Inferential statistics
Frequentist approaches to inferential statistics primarily involve trying to compare descriptive statistics of two data sets to determine if they are significantly different. One of the most common approaches is to test a given data set against a null hypothesis or the data set that would be created if the values were the result of random chance alone. For example, if a given head came up 9 times as heads and 1 time as tails you would compare the number of heads, 9, to the number of heads that would be expected if chance alone was operating, or 5.
Testing against the null hypothesis is sometimes referred to as an omnibus test since it is testing the idea that a given data set is the result of anything other than chance.

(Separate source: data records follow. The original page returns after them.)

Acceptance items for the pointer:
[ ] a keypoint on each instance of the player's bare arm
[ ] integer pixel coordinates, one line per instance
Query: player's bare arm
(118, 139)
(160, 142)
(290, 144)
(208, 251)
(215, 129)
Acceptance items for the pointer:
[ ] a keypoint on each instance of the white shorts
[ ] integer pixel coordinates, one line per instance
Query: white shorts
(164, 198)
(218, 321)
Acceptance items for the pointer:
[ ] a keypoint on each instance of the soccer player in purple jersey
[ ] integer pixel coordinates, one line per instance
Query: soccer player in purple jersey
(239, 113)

Often it is much more desirable to test specific data sets against each other.
Bayesian Approaches
Bayesian statistics is a method of applying Bayes equation to data analysis. One of the biggest difference between Bayesian approaches and frequentist approaches is that Bayesians attempt to determine the probability that a given hypothesis is true given the data, while frequentist attempt to define the probability of getting the data given that a particular hypothesis is true.

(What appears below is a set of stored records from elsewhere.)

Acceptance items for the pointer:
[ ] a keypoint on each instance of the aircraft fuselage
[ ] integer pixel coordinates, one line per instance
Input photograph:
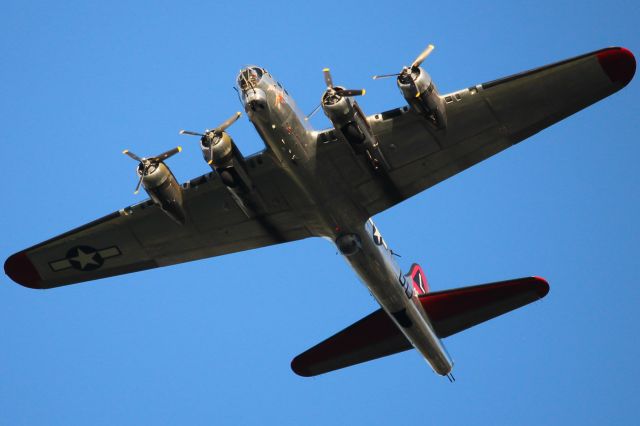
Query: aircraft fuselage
(292, 142)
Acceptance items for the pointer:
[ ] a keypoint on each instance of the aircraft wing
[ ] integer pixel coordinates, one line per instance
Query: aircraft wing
(450, 312)
(482, 121)
(143, 236)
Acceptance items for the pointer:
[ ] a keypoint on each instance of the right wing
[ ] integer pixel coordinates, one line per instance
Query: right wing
(482, 120)
(143, 236)
(450, 312)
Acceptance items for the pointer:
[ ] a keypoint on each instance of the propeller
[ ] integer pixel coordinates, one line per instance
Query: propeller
(146, 164)
(334, 93)
(208, 138)
(410, 74)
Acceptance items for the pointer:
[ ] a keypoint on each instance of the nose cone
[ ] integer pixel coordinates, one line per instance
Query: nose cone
(20, 269)
(249, 77)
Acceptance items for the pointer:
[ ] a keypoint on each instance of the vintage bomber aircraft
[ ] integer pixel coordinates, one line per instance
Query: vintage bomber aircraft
(329, 184)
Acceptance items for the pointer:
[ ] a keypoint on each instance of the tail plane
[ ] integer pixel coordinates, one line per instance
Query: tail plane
(450, 312)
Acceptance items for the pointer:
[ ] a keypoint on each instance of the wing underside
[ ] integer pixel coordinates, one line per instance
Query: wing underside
(142, 236)
(482, 120)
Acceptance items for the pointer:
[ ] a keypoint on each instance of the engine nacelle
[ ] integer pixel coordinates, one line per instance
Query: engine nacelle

Bayesian approaches are becoming more and more popular in science because what most people are interested in is the probability of proposed hypothesis no the probability of the data. However, Bayesian methods have come under fire from many frequentist proponents. There is actually a very heated debate in statistical circles about the respective validity of both methods. The primary complaint leveled at Bayesian statistics is that it must use a prior probability of a hypothesis in its analysis. Often this prior is not known out right and assigned seemingly arbitrary values based on particular distributions such as the uniform distribution or beta distribution.
Descriptive statistics
Bayesian methods all use Bayes equation, this applies for both descriptive and inferential statistics. To find such things as the mean and standard deviation first a prior probability for all means and standard deviations must be assigned. In practice this usually means assigning uniform probabilities to values equally spaced between what we think is the minimum and maximum values for the statistic we are interested in (the number of values depends on the grid density, which is proportional to accuracy and inversely proportional to computation time). Then a likelihood of each value is then calculated based on the data and then Bayes equation is used to assign a posterior probability for each value. These posterior probabilities can be plotted as a probability density function (PDF) to see the various probabilites for the value given the data, or often simply the value with the highest posterior probability is simply chosen.
Inferential statistics
Inferential statistics in Bayesian methods looks much the same as descriptive statistics since both use the Bayes equation and the same basic approach. To compare to means you would calculate the PDF for each data set then subtract them from each other to figure out the probability that they differ.
In order to compare hypothesis Bayesian model selection is often used. This is when each hypothesis you want to test is assigned a prior probability, and then the likelihood of the data given each hypothesis being test is calculated. You can then us Bayes equation to determine the relative probabilities that each hypothesis is correct. This method is almost always testing relative probabilites since to calculate and absolute probability would require knowing every possible hypothesis. Usually this is not possible, but sometimes the subset is finite enough it can be tested.
Because of the large number of calculations needed for model selection Bayesian approaches have only became practical and popular with the advent of computers. But even with the most modern computers available many Bayesian models remain computational intractable. Recent developments in applying Markov chain Monte Carlo methods to these problems have lead to promising results.